Just as in standard exocytosis, rearrangements of the actin cytoskeleton within the host cell are crucial for allowing vomocytosis to occur. In contrast to standard exocytosis, the engulfed pathogen is not lysed by internal components of the host cell, and the vesicle is brought close to the cellular membrane where it can fuse and release the pathogen cargo. Annexin A2, a membrane-bound protein, helps regulate vomocytosis and promote the fusing of vesicles to the plasma membranes. In annexin A2 deficient cell lines, rates of vomocytosis were decreased. Furthermore, screens of macrophage kinase inhibitors revealed signaling pathways linked to vomocytosis. ERK5, involved in the MAPK signaling pathway that communicates surface signals to cellular DNA, was shown to suppress vomocytosis. Additional signaling pathways involved in vomocytosis have yet to be determined. Furthermore, different morphologies of vomocytosis have been documented and it is possible that the underlying cellular mechanism may vary between them.

== Biological significance ==
Research has been devoted to understanding the mechanisms and importance of vomocytosis as it is hypothesized to be linked to many significant biological processes. Vomocytosis plays a role in lateral transfer, a process by which cells transfer engulfed cargo to a neighboring recipient cell, as initial cells expel their cargo undamaged so they can be uptaken by recipient cells. Additionally, vomocytosis is hypothesized to be utilized as an escape mechanism by pathogens as it allows them to evade degradation by macrophages. Since there is no damage to host cells or pathogens during vomocytosis, the immune system is not triggered, which allows for further potential evasion from hosts. More research is necessary to determine whether vomocytosis is initiated by engulfed pathogens for this purpose or by host cells and this is simply an unintentional benefit to pathogens. An additional hypothesis is that vomocytosis may enhance pathogenesis or spread of a pathogen as they are engulfed by macrophages and later expelled in locations that may potentially be different from the site of acute infection.
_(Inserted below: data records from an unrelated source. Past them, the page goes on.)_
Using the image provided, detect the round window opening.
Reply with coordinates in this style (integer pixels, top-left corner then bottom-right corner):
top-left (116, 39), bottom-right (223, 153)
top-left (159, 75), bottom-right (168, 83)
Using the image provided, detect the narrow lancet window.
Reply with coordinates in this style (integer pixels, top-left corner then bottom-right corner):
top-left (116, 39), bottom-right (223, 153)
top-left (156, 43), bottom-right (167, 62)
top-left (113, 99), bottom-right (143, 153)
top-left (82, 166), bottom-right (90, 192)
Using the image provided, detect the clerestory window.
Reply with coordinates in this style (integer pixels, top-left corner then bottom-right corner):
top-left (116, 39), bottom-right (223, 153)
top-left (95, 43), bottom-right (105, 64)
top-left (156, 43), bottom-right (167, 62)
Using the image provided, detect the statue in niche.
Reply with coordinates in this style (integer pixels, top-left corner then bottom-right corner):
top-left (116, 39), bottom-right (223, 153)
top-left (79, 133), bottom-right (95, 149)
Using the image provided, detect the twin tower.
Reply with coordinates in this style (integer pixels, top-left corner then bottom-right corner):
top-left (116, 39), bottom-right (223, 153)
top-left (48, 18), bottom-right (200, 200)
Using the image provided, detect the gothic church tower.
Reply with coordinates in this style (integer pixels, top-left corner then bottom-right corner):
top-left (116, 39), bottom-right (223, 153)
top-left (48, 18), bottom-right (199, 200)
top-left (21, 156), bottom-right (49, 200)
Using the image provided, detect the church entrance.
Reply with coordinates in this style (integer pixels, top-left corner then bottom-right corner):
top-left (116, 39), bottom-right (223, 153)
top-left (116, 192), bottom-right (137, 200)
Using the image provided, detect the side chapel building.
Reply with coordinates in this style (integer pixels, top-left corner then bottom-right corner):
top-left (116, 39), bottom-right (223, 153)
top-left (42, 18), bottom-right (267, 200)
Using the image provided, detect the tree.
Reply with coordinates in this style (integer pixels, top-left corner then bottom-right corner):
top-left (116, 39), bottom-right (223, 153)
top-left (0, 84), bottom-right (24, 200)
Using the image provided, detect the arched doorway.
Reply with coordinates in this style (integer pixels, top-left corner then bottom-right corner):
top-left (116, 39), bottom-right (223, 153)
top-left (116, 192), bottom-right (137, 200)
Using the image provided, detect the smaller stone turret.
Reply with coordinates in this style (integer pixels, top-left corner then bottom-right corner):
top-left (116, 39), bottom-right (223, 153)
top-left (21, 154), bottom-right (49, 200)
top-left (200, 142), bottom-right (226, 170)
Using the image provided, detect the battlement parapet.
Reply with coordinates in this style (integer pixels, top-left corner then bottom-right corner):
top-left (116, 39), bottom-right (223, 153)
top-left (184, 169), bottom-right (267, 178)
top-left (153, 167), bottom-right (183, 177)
Enhancing our understanding of host-pathogen interactions will clarify our understanding of vomocytosis's role in infection progression. Lastly, vomocytosis has been implicated in tumor response as tumor-associated macrophages (TAMs) are speculated to be able to modulate the tumor microenvironment (TME) via vomocytosis. Better understanding the mechanisms of inducing and regulating vomocytosis will enhance our knowledge of host-pathogen and host-self interactions, allowing for advances in our ability to respond to infections and tumors.